Design of matrix multiplication programs

by Manfred von Thun

NOTE: Some of the definitions in here have been included in the matrix/vector library, but under quite different systematic names.

1. A numerical matrix addition operator

A matrix is a rectangular collection of items, most often numbers. Two matrices M1 and M2 can be added just in case both have the same number of rows and both have the same number of columns. In that case their sum M3 has that same number of rows and that same number of columns. Each element in the result matrix M3 is just the arithmetic sum of the corresponding elements of the other two matrices M1 and M2. Two matrices M1 and M2 can be multiplied just in case M1 has as many columns as M2 has rows. In that case their product M3 has as many rows as M1 and as many columns as M2. In detail, if M1 has I rows and J columns, and M2 has J rows and K columns, then the element in row i and column k of M3 is computed by multiplying the J pairs of corresponding elements of row i of M1 and column k of M2 and then adding the products.
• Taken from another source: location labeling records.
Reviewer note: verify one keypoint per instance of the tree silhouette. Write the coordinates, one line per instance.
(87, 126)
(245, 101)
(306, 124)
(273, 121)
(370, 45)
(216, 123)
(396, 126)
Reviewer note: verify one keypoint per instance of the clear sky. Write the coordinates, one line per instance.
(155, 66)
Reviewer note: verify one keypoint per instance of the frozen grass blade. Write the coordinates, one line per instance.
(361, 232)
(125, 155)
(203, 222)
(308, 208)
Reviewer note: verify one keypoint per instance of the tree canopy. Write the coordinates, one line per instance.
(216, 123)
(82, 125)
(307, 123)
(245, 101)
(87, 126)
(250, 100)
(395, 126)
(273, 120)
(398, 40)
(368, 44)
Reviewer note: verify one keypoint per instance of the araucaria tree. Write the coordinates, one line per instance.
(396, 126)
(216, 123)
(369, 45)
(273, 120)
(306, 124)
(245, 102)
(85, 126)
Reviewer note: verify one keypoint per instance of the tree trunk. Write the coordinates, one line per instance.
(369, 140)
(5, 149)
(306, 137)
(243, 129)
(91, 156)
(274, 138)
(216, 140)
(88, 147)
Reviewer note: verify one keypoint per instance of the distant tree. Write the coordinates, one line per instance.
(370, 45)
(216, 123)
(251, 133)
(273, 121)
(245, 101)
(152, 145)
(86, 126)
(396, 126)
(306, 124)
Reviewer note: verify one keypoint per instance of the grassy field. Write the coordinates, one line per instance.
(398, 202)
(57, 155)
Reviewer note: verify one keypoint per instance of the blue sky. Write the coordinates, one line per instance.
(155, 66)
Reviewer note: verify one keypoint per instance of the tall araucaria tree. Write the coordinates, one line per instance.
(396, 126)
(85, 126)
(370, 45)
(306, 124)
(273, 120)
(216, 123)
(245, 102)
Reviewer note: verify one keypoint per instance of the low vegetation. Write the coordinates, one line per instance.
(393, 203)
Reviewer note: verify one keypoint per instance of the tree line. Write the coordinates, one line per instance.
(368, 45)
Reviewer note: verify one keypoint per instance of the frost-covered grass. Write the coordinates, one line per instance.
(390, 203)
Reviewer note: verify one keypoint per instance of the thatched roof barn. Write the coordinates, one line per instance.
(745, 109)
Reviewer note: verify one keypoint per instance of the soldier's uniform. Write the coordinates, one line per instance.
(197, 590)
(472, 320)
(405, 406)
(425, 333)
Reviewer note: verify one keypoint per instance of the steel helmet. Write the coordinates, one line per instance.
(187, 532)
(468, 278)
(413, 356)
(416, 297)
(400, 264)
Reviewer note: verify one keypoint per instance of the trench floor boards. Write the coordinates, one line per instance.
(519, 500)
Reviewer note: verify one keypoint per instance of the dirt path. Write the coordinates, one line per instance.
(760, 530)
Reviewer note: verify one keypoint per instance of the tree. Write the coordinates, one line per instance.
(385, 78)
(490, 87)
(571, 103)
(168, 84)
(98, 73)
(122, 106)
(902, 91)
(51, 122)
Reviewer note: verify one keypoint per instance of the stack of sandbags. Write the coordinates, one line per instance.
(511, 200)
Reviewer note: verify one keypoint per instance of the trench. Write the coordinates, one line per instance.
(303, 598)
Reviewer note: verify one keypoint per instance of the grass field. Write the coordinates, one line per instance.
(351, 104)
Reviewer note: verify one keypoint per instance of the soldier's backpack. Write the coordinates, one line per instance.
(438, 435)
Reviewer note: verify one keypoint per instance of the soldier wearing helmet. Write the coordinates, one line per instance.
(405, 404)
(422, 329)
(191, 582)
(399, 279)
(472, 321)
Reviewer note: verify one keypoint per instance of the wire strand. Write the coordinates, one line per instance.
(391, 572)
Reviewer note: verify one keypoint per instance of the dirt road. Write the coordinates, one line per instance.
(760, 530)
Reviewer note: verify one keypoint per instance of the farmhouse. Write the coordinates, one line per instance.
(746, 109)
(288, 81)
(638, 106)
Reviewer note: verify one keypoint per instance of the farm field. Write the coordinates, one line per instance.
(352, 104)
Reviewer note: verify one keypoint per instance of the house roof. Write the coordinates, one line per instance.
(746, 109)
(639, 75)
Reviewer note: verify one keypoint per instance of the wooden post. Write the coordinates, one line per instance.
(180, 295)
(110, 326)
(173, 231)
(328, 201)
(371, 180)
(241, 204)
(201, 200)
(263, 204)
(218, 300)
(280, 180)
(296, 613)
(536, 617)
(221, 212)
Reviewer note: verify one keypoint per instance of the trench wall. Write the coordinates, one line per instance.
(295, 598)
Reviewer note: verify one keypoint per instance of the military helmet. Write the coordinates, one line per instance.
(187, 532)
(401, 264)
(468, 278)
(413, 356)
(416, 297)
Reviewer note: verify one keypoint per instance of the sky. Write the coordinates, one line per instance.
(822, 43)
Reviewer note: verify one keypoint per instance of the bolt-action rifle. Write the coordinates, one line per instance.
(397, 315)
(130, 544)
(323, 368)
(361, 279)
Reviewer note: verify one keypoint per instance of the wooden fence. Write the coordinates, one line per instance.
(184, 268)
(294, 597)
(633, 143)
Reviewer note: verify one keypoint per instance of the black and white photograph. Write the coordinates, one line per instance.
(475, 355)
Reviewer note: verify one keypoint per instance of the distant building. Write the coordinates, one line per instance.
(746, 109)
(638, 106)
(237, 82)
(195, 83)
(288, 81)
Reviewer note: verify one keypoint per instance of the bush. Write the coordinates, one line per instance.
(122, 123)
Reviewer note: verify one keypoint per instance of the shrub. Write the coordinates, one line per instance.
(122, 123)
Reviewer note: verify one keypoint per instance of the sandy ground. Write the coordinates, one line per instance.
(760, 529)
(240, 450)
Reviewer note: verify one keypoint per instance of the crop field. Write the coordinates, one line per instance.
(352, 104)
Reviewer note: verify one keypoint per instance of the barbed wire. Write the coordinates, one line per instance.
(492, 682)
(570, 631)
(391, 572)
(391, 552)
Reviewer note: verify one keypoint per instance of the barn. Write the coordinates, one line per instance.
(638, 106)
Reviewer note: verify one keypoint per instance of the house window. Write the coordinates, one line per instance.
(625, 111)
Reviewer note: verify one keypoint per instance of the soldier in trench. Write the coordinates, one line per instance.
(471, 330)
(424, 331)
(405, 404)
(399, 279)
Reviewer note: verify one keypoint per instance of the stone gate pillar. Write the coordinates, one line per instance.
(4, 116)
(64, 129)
In Joy a matrix of I rows and J columns can be represented as a list of I lists each of J elements. The remainder of this note deals with matrix addition and matrix multiplication in Joy. The first sections deal with such operators just for numerical matrices. In Joy0 this means just integer, in Joy1 this means integer or float. The sections which then follow deal with general addition and multiplication combinators suitable for matrices built from other datatypes.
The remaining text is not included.